Café, 176 F.3d at 677 (citation and quotation marks omitted). Jaye’s requests did not

present any valid basis for reconsideration. Rather, those requests merely rehashed

arguments that she presented in submissions opposing the defendants’ motions to

dismiss.

                                              9
                                             VII.

         For the foregoing reasons, we will affirm the judgment of the District Court. 3 We

also remind Jaye that “[n]o action will be taken on any motion that seeks relief that has

already been requested in any of [her] appeals,” that “if she continues to submit repetitive

and frivolous documents to the Court, the Court will issue an order to show cause why

[she] should not be enjoined from filing[,]” and that if “she continues to make

disparaging remarks against opposing parties, counsel, or judges or allegations of

criminal behavior or other wrongdoing by persons involved in the litigation that are not

supported by clear evidence, she will be subject to sanctions, including monetary fines.”

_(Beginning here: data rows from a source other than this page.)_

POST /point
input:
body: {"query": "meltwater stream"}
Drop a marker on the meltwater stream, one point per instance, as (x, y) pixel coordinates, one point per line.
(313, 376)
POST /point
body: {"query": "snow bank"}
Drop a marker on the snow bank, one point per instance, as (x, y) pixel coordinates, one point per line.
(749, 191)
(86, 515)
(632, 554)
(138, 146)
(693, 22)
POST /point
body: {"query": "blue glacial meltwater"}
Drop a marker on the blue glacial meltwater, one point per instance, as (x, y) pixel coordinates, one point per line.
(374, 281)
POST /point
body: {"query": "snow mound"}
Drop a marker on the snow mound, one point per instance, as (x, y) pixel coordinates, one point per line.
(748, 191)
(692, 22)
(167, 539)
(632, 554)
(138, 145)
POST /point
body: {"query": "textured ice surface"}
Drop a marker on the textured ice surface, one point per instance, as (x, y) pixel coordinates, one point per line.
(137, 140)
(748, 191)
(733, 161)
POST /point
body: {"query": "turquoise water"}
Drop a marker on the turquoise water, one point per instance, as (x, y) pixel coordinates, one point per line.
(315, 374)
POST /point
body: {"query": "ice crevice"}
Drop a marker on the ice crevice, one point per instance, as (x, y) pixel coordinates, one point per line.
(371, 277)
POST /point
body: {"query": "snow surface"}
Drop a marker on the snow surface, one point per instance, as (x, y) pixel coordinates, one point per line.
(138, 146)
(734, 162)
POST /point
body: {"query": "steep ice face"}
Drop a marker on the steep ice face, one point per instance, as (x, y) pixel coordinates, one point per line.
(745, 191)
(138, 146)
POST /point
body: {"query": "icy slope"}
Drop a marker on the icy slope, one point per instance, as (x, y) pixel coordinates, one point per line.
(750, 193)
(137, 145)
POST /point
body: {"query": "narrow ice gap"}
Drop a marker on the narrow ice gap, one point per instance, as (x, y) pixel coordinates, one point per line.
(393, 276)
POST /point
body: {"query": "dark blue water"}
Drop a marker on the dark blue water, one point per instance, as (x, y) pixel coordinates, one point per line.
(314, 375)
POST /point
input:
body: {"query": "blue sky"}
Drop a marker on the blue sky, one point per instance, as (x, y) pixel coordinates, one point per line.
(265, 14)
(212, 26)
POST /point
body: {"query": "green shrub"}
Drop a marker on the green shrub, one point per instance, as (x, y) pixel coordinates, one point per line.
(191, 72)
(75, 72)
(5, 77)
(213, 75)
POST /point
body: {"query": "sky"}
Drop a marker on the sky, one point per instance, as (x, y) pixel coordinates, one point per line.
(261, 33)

See Jaye v. Oak Knoll Vill. Condo. Assoc., C.A. No. 18-2187 (order entered August 2,

2018).

3
  We grant the Appellees’ “Motion[s] for Leave to Rely on District Court Record” (filed
on January 25, 2018), the “Cross-Motion to Extend Time for Filing Responsive Brief”
and “Motion to Rely on Original Record” (filed on February 6, 2018), and the request to
file an opposition to Jaye’s Motion to Remand (filed on February 9, 2018). Jaye’s
“Motion to Expand the Record” (filed on February 27, 2018), which seeks to introduce a
state court hearing transcript and other documents, is granted. But we deny Jaye’s
“Motion to Address Issues with Notice of Appearances” and her “Opposition to
Supplemental Appendix” (filed on January 30, 2018). We also deny Jaye’s “Motion to
Remand” (filed on January 31, 2018),” her motions for sanctions (filed on February 7,
2018, February 28, 2018, and March 8, 2018), her motions for injunctive relief (filed on
May 21, 2018, June 11, 2018, and June 25, 2108), her “Motion to Remand” (filed June 8,
2018), her motion to review documents filed by Attorney Rowland (filed on June 14,
2018), and her motion for “Emergent Stay of State Action” (filed on June 27, 2018).